Here's a great recipe for jerk chicken, I've also used it on pork and as a dressing for cole slaw and it's absolutely delish.

1 bunch scallions (5-7) cut into 2 inch lengths
6 garlic cloves
1 2" piece peeled fresh ginger, sliced into 1/4" discs
1 heaping tbsp. fresh thyme leaves (I used a little less dried)
1 tsp. ground allspice
1 whole cinnamon stick, broken into pieces
1 tsp. ground nutmeg
2 tsp. coarsely ground black pepper
1-3 scotch bonnet or habanero chiles, seeds and stems removed
2 tbsp. dark brown sugar
1/4 cup soy sauce (I like Eden Shoyu, or San-J Organic Tamari)
Juice of 3 limes (I love these juicers.
1/2 cup canola oil

If you can, grind you own allspice, nutmeg and black pepper, all the better.
Place all ingredients except oil in a food processor, add the oil while the processor is running until it looks well blended and there's no big chunks of anything left.

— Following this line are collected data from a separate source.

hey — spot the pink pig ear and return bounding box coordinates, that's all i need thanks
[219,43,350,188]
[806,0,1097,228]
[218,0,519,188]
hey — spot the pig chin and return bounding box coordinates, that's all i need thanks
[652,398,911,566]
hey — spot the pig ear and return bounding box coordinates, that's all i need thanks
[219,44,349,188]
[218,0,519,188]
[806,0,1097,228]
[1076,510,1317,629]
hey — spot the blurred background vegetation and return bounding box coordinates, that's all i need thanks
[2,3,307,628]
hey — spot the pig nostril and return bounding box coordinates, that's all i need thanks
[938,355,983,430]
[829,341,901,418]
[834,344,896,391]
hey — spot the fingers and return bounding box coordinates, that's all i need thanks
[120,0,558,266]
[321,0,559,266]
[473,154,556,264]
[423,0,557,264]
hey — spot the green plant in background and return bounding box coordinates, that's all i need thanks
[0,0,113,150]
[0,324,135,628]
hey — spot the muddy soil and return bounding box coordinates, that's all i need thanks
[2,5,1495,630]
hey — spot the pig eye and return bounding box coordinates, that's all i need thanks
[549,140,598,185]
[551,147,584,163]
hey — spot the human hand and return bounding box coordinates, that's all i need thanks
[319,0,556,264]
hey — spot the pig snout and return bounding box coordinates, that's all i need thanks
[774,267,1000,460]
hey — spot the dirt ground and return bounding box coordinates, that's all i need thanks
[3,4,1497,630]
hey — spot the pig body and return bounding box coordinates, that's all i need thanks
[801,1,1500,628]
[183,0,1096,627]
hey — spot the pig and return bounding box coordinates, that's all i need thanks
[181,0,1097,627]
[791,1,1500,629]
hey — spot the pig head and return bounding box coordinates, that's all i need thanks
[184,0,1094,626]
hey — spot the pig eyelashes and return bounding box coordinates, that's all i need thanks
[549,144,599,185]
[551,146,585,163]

Yes, it's a mess.

Throw your chicken pieces or pork chops/tenderloin (2-3 lbs) into a ziploc or whatever you prefer, top with mixture saving some for dipping or basting. Marinate at least 2 hours, though I would suggest more overnight would be great. Grill.

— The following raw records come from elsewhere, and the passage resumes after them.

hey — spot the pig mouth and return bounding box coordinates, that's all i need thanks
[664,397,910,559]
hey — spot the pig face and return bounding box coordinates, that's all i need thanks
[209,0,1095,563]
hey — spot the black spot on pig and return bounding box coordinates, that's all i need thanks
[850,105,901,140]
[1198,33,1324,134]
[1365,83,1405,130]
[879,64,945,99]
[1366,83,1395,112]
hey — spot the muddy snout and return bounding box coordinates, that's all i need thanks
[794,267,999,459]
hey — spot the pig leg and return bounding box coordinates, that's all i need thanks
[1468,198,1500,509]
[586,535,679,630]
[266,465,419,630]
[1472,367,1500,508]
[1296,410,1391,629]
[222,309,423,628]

Last time I used this (on pork chops), I served it with roasted sweet potato and cole slaw.
 
I'm so going to try that with baked tofu sometime. Ferreal.That looks delicious.
 
i made fessenjoon (walnut pomegranate chicken) a few days ago. i was really surprised with how easy it was to make. i copied the recipe from whats4eats. they have a ton of different recipes from various countries!

* Butter or oil -- 1/4 cup
* Chicken, cut into serving pieces -- 2 1/2 to 3 pounds
* Onions, thinly sliced -- 2
* Walnuts, finely ground in a food processor -- 2 cups
* Stock or water -- 1 1/2 to 2 cups
* Pomegranate syrup or molasses -- 2/3 cup
* Sugar -- 1-3 tablespoons
* Salt and pepper -- to taste

Method

1. Heat the butter or oil in a large, heavy-bottomed pot over medium flame. Add the chicken pieces a few at a time and brown on all sides. Remove to a plate and set aside.

2. Add the onions to the pot and sauté until translucent.

3. Stir in the ground walnuts and stock or water and return the browned chicken pieces to the pot. Bring to a boil, then reduce heat to low, cover and simmer for 20-30 minutes.

4. Stir in the pomegranate juice, sugar, salt and pepper. Simmer for another 15-20 minutes until the chicken is tender, the sauce is somewhat thickened and the walnuts begin to give off their oil. Adjust seasoning and serve with plain white rice.